Cody Rhodes got what he wanted, but what’s next?

Cody Rhodes got what he wanted, but what’s next?


Welp. Here we are again.
Screenshot: WWE

When you get Cody Rhodes’s entrance at WrestleMania this past weekend — the drawn out silence before to build anticipation, the house lights being cut, importing his elevator through the stage from AEW, and 70,000 people losing their shit, it would be impossible to argue that Cody Rhodes was wrong in any way. His ensuing match with Seth Rollins was high quality, as Cody’s matches tend to be. That wasn’t really ever the problem.
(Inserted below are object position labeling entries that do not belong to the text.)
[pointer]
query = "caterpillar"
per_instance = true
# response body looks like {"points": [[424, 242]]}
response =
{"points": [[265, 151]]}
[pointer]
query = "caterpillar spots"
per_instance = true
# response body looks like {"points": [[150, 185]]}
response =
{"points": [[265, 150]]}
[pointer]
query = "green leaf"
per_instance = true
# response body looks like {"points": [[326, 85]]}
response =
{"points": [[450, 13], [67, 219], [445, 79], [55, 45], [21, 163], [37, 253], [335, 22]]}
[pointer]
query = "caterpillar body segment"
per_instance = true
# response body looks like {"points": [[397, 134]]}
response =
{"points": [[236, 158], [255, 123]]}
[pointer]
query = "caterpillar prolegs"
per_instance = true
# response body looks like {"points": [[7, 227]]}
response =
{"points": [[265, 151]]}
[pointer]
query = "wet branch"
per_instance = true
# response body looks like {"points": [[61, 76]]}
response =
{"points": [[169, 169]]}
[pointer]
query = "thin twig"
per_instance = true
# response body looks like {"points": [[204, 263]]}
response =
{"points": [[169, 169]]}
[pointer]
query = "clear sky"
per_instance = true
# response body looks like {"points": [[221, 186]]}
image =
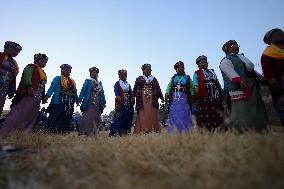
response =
{"points": [[124, 34]]}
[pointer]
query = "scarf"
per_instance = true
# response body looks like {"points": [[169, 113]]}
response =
{"points": [[66, 83], [201, 83], [274, 52], [42, 74], [14, 62]]}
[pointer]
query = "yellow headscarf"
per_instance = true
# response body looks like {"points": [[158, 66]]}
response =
{"points": [[274, 52], [42, 74]]}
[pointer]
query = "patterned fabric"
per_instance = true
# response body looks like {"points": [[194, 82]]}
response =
{"points": [[55, 90], [180, 118], [153, 87], [183, 85], [10, 44], [122, 72], [273, 36], [209, 103], [94, 69], [8, 81], [87, 91], [179, 63], [67, 83], [202, 57], [144, 66], [31, 77], [40, 56], [274, 52], [63, 66], [226, 46]]}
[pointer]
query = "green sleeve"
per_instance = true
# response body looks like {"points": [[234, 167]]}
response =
{"points": [[28, 72], [169, 87], [192, 91]]}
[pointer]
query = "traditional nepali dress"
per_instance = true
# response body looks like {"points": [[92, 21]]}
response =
{"points": [[93, 104], [180, 92], [124, 110], [61, 108], [8, 66], [272, 61], [247, 108], [33, 76], [147, 92], [209, 99]]}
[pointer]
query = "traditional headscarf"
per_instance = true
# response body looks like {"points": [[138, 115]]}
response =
{"points": [[122, 71], [202, 57], [179, 63], [144, 66], [63, 66], [40, 56], [273, 36], [10, 44], [226, 46], [94, 69]]}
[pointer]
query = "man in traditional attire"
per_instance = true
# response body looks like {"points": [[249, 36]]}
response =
{"points": [[93, 104], [240, 82], [179, 95], [8, 71], [208, 95], [30, 93], [147, 92], [64, 95], [272, 61], [124, 102]]}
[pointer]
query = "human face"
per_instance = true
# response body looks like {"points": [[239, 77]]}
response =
{"points": [[234, 48], [41, 63], [123, 77], [203, 64], [94, 74], [180, 70], [12, 52], [147, 71], [66, 72]]}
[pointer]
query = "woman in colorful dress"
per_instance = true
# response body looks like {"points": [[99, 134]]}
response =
{"points": [[93, 104], [247, 108], [179, 94], [64, 95], [147, 92], [272, 61], [28, 97], [8, 71], [208, 94], [124, 102]]}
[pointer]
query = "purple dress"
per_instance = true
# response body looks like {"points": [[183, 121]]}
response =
{"points": [[180, 118]]}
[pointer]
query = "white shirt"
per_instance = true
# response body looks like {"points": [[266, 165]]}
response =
{"points": [[227, 66], [124, 85], [149, 78]]}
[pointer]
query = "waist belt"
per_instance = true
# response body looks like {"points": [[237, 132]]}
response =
{"points": [[181, 89]]}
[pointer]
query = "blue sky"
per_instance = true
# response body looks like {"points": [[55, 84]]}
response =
{"points": [[116, 34]]}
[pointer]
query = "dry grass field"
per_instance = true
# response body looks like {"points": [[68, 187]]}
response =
{"points": [[220, 160]]}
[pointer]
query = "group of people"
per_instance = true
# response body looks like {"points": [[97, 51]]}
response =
{"points": [[241, 92]]}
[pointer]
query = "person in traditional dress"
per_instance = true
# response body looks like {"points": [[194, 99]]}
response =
{"points": [[124, 102], [93, 104], [64, 95], [179, 96], [8, 71], [208, 94], [272, 61], [247, 108], [147, 92], [30, 93]]}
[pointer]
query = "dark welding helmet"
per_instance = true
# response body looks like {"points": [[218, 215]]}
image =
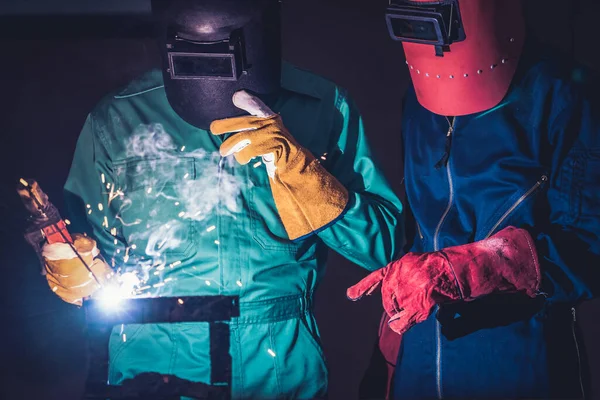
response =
{"points": [[462, 54], [213, 48]]}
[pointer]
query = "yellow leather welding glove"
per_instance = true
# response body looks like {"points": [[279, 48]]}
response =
{"points": [[67, 276], [307, 197]]}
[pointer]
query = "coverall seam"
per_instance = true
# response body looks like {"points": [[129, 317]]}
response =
{"points": [[275, 363]]}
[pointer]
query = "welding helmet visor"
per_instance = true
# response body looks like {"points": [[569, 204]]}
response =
{"points": [[461, 54]]}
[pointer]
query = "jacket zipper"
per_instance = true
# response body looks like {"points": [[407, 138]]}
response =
{"points": [[438, 329], [574, 312], [218, 213], [517, 203], [419, 231]]}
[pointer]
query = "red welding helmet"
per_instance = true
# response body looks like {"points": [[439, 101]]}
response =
{"points": [[462, 54]]}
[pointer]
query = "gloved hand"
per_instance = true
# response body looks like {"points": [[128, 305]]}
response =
{"points": [[412, 286], [308, 198], [66, 274], [45, 224]]}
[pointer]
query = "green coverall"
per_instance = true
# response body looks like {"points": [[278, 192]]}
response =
{"points": [[275, 344]]}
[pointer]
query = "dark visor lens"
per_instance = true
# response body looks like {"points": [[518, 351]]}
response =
{"points": [[405, 27], [208, 66]]}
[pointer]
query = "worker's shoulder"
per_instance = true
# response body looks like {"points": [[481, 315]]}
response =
{"points": [[307, 83]]}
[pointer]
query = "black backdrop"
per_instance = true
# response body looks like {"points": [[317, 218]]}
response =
{"points": [[54, 69]]}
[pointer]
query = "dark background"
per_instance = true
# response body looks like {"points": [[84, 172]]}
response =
{"points": [[58, 58]]}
Cody was certainly available to all media outlets afterwards, which again is a Cody staple when things are going well. Dude loves to talk about himself. And he’s mostly earned the right, given what he’s accomplished. But the seeds for what drove him out of AEW and to the now-welcoming arms of New York are still there to see.
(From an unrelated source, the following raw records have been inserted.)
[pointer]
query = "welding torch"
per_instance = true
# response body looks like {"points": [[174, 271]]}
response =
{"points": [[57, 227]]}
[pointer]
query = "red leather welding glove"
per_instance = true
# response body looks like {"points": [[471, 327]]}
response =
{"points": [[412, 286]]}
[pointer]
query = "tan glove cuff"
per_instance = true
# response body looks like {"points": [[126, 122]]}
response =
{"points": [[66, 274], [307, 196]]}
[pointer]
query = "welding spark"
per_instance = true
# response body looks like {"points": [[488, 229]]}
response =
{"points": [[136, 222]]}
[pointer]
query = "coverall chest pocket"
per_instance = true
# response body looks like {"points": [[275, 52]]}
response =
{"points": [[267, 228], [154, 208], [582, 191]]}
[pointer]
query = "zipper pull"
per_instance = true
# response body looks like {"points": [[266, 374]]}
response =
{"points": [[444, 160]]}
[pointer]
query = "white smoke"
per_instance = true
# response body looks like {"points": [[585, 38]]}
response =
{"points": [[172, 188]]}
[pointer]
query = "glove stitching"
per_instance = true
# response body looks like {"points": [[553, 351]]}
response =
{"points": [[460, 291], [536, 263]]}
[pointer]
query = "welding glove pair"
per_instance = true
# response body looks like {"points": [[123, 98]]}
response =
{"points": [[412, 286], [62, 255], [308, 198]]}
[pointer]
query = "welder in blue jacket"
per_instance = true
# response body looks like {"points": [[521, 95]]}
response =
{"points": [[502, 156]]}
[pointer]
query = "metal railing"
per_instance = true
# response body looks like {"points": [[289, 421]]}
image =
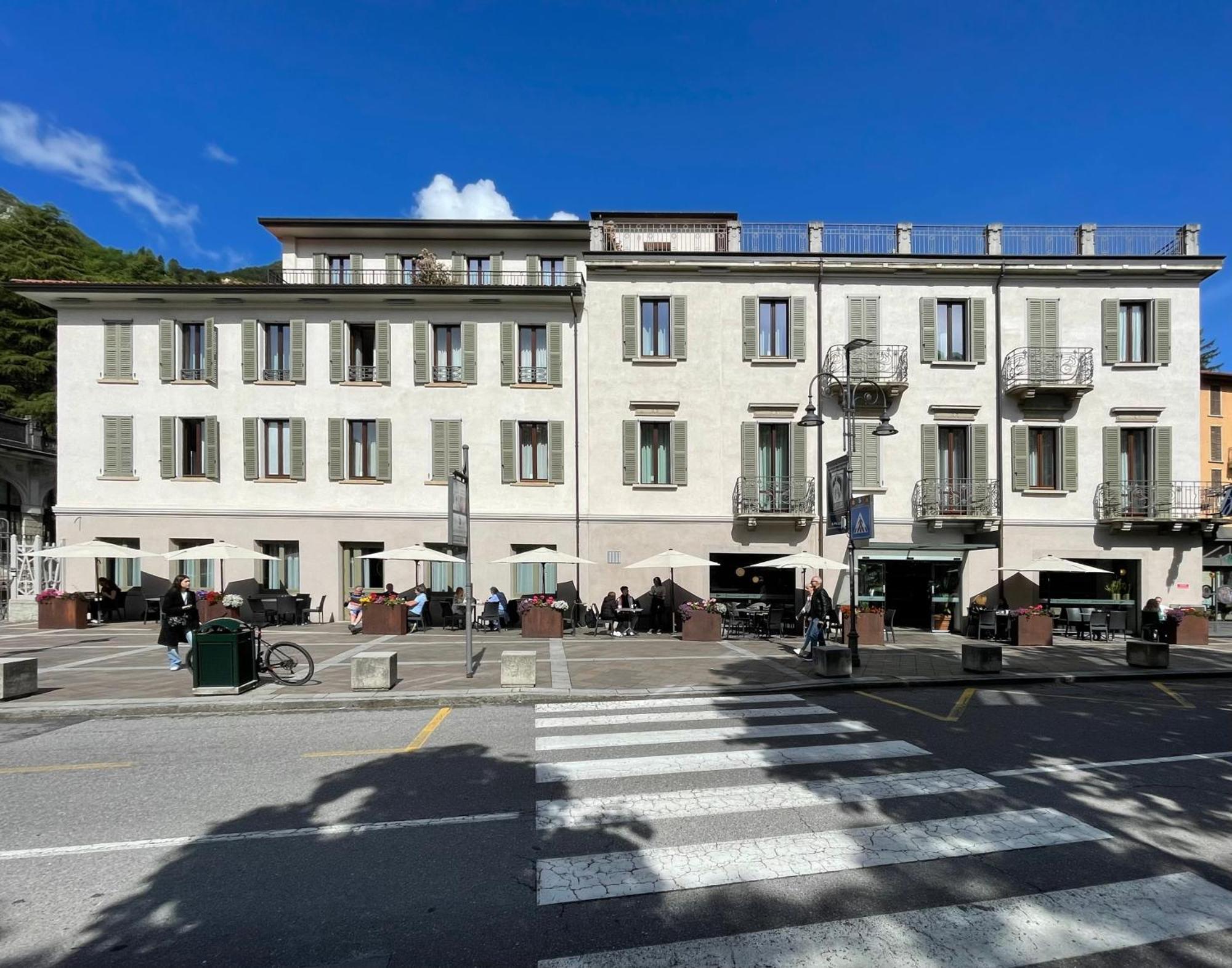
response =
{"points": [[774, 237], [774, 497], [856, 239], [1033, 366], [1149, 500], [424, 279], [878, 362], [936, 498]]}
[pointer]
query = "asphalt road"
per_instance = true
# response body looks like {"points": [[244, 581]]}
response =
{"points": [[950, 822]]}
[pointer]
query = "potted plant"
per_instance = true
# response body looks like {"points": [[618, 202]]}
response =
{"points": [[1033, 626], [543, 616], [870, 624], [1188, 626], [703, 621], [63, 610], [384, 615]]}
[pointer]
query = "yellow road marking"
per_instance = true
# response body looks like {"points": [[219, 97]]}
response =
{"points": [[1181, 700], [952, 717], [57, 768]]}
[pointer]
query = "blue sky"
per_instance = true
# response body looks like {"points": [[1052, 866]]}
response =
{"points": [[177, 126]]}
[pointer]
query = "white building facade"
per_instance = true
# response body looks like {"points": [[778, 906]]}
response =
{"points": [[636, 383]]}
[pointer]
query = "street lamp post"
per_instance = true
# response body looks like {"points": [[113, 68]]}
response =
{"points": [[852, 392]]}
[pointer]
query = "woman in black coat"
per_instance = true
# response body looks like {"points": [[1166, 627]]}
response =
{"points": [[179, 619]]}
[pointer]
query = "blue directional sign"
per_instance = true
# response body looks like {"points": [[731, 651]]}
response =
{"points": [[862, 519]]}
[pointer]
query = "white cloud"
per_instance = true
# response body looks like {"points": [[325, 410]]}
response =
{"points": [[443, 198], [217, 154], [26, 139]]}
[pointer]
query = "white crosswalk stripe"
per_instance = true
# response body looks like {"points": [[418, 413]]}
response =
{"points": [[994, 934], [665, 737]]}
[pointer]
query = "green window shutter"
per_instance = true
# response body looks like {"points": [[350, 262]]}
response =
{"points": [[554, 354], [679, 328], [1112, 455], [385, 446], [928, 329], [167, 350], [630, 465], [248, 361], [508, 452], [679, 452], [928, 451], [469, 352], [211, 449], [556, 451], [337, 449], [1164, 461], [252, 466], [979, 329], [1019, 456], [337, 351], [748, 449], [629, 327], [750, 327], [383, 351], [1162, 315], [508, 341], [1111, 320], [419, 350], [299, 350], [1070, 458]]}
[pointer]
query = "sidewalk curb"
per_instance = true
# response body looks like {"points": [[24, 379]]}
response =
{"points": [[253, 702]]}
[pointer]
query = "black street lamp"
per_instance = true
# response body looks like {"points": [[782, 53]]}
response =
{"points": [[853, 393]]}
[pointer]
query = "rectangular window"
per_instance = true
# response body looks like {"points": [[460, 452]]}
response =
{"points": [[284, 573], [362, 356], [1043, 458], [193, 447], [952, 329], [773, 328], [1134, 333], [656, 328], [479, 271], [656, 452], [278, 351], [363, 451], [533, 451], [278, 449], [193, 351], [448, 354], [533, 354]]}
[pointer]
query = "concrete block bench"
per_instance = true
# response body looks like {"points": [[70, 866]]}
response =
{"points": [[1146, 654], [980, 658], [518, 668], [833, 662], [374, 670], [18, 678]]}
Cody certainly had a host of reasons for jumping, and to be the first to go the other way, from AEW to WWE, but all of them seemed to be a celebration of himself. The main one of course, having just had a baby and wanting to maximize his earnings because of that, makes total sense. Wrestlers only get a short window to be the main guy and the check that comes with it, and having children is a spur to most to be as financially supportive as they can. Good on ya for that, Cody.

But it’s important to see where Cody came from to try and figure out where it’s going to go. Cody left WWE because he felt he wasn’t valued. He wasn’t the first to leave WWE and then fashion a good career around the globe, but he was the biggest name and one of the very few to leave voluntarily. And he certainly was the biggest name to immediately carve out a big place for himself in Japan with NJPW and on these shores with ROH, invading the Bullet Club and tussling with Kenny Omega for leadership of that group being the main story that traversed both of those companies.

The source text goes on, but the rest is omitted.